The old man chuckled. "Well, I don't know, I use it all the time. Works for me."
Robbie looked at the old man for a minute or two, then saying he had to get home, he turned to head back upstream. He turned about for one last look at this stranger and the man was gone. The boy came onto the bank, walked up into the woods, called out, but there was no answer and no sign of the man.
Shaking his head, he went back to the rock, gathered his things and headed home.
The Nebraska night was dark. The lights of a thousand stars did not shed enough brightness and moon had not yet risen. Looking up at the stars, Robby thought about the old guy at the stream. He closed his eyes after choosing a star and wished, "Star light, star bright, I wish with all my heart I was back in Connecticut!"
Robby rose from the porch, went inside to tell his parents good night and went upstairs. He put on his pajamas and got into bed, falling asleep almost instantly.
He woke because the smell of garbage was so strong it almost made him ill. He sat up to see that he was no longer in his bed. He stood, his bare feet feeling cool pavement; his hands grabbing onto a city dumpster.
"How did I get here?" He began to whimper something was terribly wrong.
Robby walked to the end of the alley and stood wide eyed, looking at Main Street, East Hampton, Connecticut. He stood with his mouth opened, staring into the dark night, alone, and very cold.
He knew this street, the road lead to Lake Potocopaug where he and Dad went fishing.
He began to walk down Main Street, looking at the windows in stores, it was late, the places all locked up for the night. He wanted to find a policeman, but no one was on the streets. He was terribly frightened. He heard footsteps behind him, following, keeping closely behind. Robby slowed, they stopped.
Someone grabbed him from behind. They held him.
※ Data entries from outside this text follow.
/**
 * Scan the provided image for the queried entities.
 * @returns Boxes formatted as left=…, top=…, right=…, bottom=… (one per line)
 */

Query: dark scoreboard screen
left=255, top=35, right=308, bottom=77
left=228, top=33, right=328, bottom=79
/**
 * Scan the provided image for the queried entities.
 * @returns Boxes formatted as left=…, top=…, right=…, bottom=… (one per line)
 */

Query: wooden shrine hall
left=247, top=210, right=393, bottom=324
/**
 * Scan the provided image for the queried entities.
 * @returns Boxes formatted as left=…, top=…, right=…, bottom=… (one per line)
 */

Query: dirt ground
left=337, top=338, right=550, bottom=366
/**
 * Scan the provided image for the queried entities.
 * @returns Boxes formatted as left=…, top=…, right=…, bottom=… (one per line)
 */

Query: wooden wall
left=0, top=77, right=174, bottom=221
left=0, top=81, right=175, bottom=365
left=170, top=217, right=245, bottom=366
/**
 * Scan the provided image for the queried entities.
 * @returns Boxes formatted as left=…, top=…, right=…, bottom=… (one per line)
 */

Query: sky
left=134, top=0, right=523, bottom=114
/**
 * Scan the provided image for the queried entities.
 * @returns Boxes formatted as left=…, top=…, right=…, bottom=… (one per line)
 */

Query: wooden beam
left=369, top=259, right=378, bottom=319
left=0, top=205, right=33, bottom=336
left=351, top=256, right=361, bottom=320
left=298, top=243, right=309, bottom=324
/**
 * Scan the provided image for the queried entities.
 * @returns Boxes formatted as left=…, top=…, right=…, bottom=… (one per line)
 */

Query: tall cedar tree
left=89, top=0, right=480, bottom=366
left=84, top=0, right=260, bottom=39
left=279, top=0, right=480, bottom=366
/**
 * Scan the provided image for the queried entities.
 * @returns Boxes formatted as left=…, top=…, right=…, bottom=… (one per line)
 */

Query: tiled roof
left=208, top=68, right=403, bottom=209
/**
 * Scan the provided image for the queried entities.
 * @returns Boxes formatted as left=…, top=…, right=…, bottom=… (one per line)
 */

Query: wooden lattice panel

Robby yelled and kicked, but the grip was tight. His heart thumped and he wished that he never made that wish to return to Connecticut.
The person who held him looked into Robby's face. It was the old man from the stream, his eyes twinkling at Robby.
"You gotta be careful what you want for when you wish."
Robby woke the next morning, leaping from his bed. He noticed his feet were filthy and the hems of his pajama pants were dirty and damp. He hurriedly dressed, stuffing the pj's deep into his laundry hamper. Had he dreamed it? How had his pajamas and feet gotten so dirty?
Robby ran down the stairs to find his parents at the breakfast table.
Relieved, he kissed his mom and said, "Mom, Dad, did I ever tell you how much I loved Nebraska?"